July 16, 2026 · 2 min read

Fungi are genuinely strange: neither plant nor animal, mostly invisible underground, and central to nearly every ecosystem. That strangeness is why a reading order helps. Start with a dry textbook and the subject feels remote; start in the woods with no framework and every mushroom looks the same. The trick is to let wonder pull you toward rigor.

The path below opens with the books that make people fall for fungi, moves into field identification, and finishes with the science that explains what you have been looking at. A blunt safety note runs through all of it: never eat a wild mushroom on the strength of a book alone.

Fall for fungi

Begin with Entangled Life by Merlin Sheldrake, a beautifully written tour of fungal biology that reframes how you see the living world. Fantastic Fungi extends that sense of wonder with stunning imagery and the ecological and medicinal story. The mushroom at the end of the world by Anna Tsing uses the matsutake to connect fungi to economics, ecology, and human lives, and Wisdom from the Hidden Life of Trees by Wohlleben shows the fungal networks that quietly link a forest together.

Learn to look

Next, develop real observation skills. Mushrooms demystified by David Arora is the legendary field guide, thorough, witty, and the book that taught a generation to identify fungi carefully. Mycelium running by Paul Stamets shifts focus to the mycelium and its applications in soil, cleanup, and cultivation, teaching you to see the organism rather than just its fruit.

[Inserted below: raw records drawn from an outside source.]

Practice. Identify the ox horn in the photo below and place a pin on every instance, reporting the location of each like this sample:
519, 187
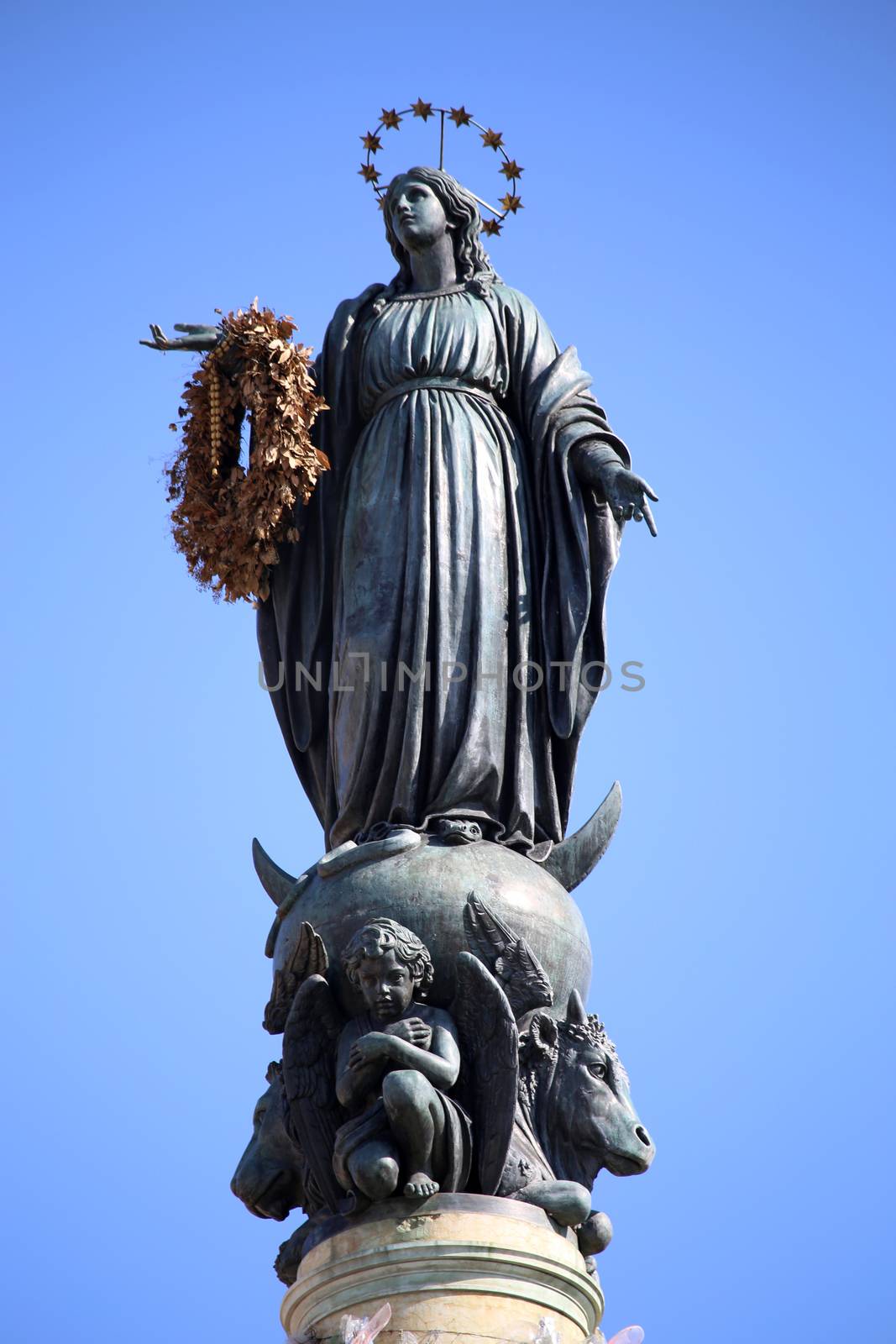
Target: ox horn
571, 860
275, 880
575, 1008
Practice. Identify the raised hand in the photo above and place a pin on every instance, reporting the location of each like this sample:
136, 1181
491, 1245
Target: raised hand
625, 492
196, 338
627, 496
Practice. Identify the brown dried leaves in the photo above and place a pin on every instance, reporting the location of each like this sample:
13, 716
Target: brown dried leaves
228, 522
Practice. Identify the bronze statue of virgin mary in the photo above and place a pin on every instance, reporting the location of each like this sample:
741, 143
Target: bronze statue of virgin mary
434, 642
448, 591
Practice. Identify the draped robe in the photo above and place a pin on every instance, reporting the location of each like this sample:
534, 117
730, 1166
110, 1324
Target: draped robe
427, 638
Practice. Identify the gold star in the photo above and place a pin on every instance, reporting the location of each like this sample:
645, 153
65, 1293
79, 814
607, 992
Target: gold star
511, 170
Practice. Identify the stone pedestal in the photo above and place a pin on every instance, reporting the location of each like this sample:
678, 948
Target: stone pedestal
479, 1270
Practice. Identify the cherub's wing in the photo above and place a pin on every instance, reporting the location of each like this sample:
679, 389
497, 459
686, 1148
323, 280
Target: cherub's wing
490, 1053
309, 958
508, 958
313, 1113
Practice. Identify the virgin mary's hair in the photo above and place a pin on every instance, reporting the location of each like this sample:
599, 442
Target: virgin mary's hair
382, 936
461, 212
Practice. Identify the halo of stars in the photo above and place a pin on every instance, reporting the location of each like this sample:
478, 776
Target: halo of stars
391, 120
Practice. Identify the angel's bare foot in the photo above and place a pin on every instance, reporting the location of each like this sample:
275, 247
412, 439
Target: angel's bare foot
421, 1186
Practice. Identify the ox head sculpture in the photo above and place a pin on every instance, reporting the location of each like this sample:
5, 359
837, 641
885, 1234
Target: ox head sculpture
577, 1093
269, 1176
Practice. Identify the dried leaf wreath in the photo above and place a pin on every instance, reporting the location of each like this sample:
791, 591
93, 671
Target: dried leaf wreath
228, 521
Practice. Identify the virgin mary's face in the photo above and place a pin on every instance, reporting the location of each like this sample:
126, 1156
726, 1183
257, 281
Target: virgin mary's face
418, 217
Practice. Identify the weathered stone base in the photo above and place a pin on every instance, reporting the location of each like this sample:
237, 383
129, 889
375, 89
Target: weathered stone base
479, 1270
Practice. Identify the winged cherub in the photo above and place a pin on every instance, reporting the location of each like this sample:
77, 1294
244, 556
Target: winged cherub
396, 1066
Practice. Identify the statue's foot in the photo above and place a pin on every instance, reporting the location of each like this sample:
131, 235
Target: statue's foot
421, 1186
456, 831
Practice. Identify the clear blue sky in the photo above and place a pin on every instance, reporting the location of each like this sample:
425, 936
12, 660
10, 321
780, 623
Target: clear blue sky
710, 218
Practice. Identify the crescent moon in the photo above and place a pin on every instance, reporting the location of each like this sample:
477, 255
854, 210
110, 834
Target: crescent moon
571, 860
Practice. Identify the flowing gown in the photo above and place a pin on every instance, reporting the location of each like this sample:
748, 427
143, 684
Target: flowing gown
432, 625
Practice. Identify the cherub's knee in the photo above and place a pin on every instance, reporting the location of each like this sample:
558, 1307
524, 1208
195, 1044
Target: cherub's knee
406, 1089
376, 1176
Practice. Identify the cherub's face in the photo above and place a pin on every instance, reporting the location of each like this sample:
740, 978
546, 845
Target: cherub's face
387, 985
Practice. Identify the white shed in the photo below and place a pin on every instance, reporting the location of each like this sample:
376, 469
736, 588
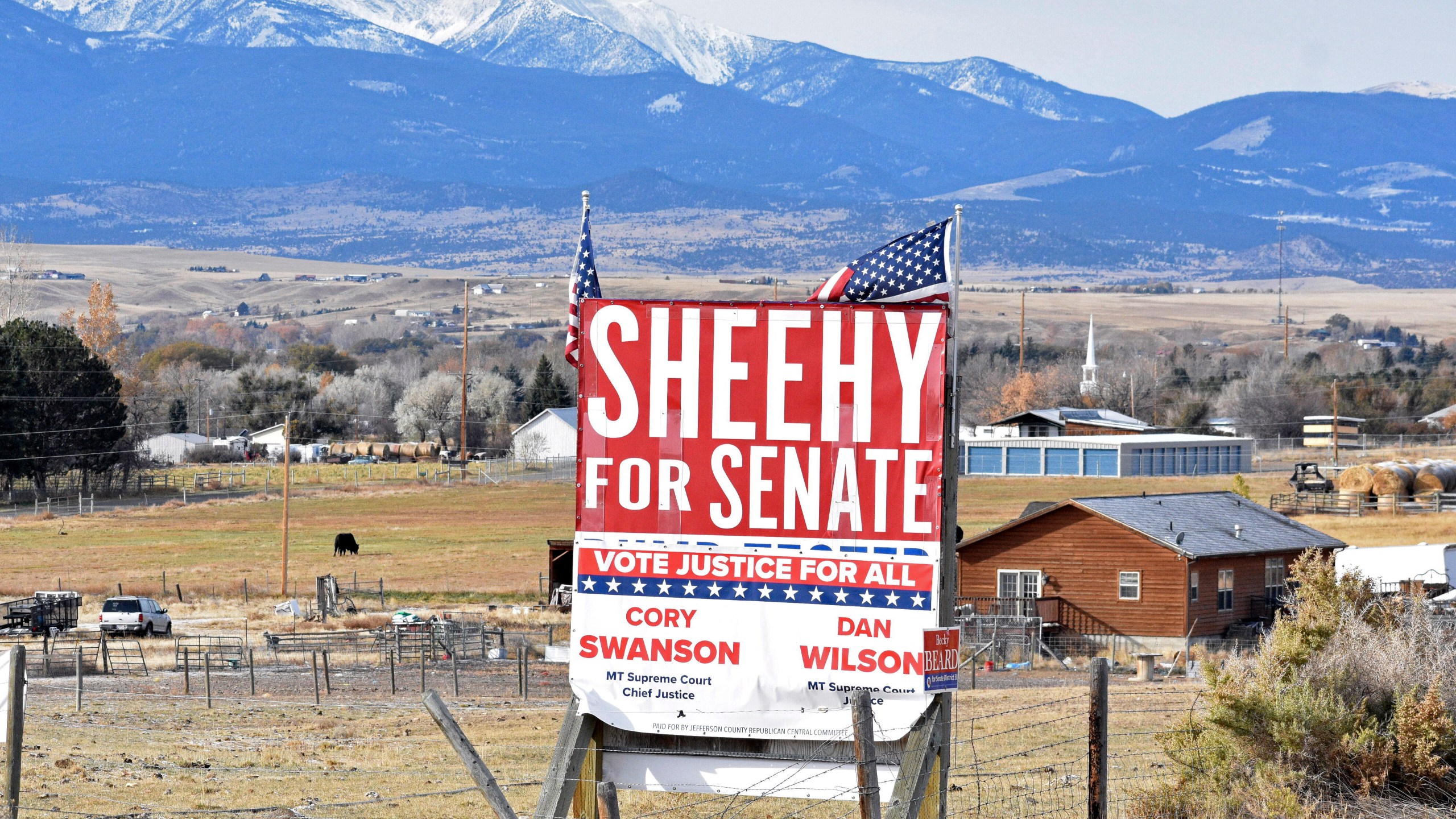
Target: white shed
1433, 564
549, 435
172, 448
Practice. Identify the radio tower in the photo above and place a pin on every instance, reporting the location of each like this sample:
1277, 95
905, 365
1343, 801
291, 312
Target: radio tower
1279, 315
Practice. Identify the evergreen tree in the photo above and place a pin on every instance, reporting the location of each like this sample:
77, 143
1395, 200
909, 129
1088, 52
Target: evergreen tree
61, 398
547, 391
177, 416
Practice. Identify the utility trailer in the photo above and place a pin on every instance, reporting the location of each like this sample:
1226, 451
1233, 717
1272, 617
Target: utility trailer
41, 613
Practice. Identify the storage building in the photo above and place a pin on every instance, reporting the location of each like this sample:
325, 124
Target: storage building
1107, 457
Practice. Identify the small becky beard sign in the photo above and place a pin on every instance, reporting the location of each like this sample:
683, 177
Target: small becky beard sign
758, 515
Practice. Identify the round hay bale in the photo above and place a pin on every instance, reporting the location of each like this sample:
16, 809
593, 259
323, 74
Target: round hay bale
1358, 480
1394, 480
1436, 477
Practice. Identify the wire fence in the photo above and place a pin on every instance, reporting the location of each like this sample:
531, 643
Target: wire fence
279, 741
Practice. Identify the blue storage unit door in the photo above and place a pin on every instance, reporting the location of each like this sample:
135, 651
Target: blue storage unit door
1062, 461
1024, 461
986, 460
1101, 462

Psilocybin mushrooms of the world, also by Stamets, is the careful reference on that particular group, treated as identification and science rather than a how-to.

Get the science

Finally, ground it in formal biology. Fungi by Kevin Kavanagh is a proper introductory textbook covering fungal genetics, physiology, and pathology. The Fifth Kingdom by Bryce Kendrick is the classic, readable mycology text that surveys the whole kingdom. Parasite Rex by Carl Zimmer widens the lens to parasitism across life, sharpening your sense of the ecological roles fungi play.

Read in this order and fungi turn from curiosities into a coherent kingdom you can actually study. Follow the full path from wonder to real mycology.

Follow the full reading path →

FAQ

Can these books teach me to safely forage wild mushrooms?
They build strong identification knowledge, especially Mushrooms demystified, but no book makes foraging safe on its own. Deadly and edible species can look alike. Learn from experienced foragers in person and never eat a wild find identified only from a page.
Do I need a biology background to start?
No. The path opens with popular science written for general readers and only reaches textbook material like Fungi and The Fifth Kingdom near the end, by which point the earlier books have given you the concepts and vocabulary you need.